Capítulo XXVI

La señora Rival abrió de un empujón la puerta del «Peacock Arms», avanzando de una manera algo vacilante en dirección al mostrador. Iba hablando en voz baja. No era desconocida en aquel local y fue saludada afectuosamente por el camarero.

—¿Qué tal, Flo? ¿Cómo te van las cosas?

—No está bien —respondió la señora Rival—. No es justo. No está bien. Yo sé lo que estoy hablando, Fred, y sostengo que no está bien, no, señor.

—Claro que no, Flo —replicó Fred para que se tranquilizara—. Me gustaría saber qué es concretamente lo que te pasa. ¿Quieres que te sirva lo de siempre?

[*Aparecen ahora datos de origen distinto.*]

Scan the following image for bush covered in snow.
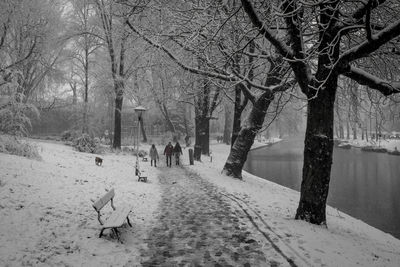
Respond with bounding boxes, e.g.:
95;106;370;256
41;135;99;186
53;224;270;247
0;135;41;160
72;134;102;153
61;130;79;141
0;93;39;136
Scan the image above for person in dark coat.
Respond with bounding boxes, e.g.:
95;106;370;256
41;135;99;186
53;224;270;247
149;144;158;167
174;142;183;165
164;142;174;167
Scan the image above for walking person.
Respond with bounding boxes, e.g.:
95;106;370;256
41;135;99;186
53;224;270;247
174;142;183;165
164;142;174;167
149;144;159;167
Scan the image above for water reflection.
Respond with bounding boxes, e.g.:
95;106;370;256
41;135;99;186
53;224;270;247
245;139;400;238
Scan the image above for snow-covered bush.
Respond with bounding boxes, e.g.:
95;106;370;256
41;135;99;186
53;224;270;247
61;130;79;141
0;94;39;136
72;134;102;153
0;135;41;160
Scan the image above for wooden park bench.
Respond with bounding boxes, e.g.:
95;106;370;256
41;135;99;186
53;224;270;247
93;189;132;242
135;167;147;182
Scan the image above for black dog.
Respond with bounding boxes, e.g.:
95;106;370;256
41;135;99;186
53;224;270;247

La señora Rival abatió la cabeza. Pagó y comenzó a sorber el líquido del vaso que le acababan de poner delante. Fred se alejó momentáneamente para atender a otro cliente. La bebida reanimó a la mujer ligeramente. Continuaba profiriendo palabras sueltas y frases en voz baja pero ahora lo hacía con mejor talante. En cuanto el camarero volvió a situarse a su alcance tornó a dirigirse a él. Sus maneras resultaban ya menos bruscas.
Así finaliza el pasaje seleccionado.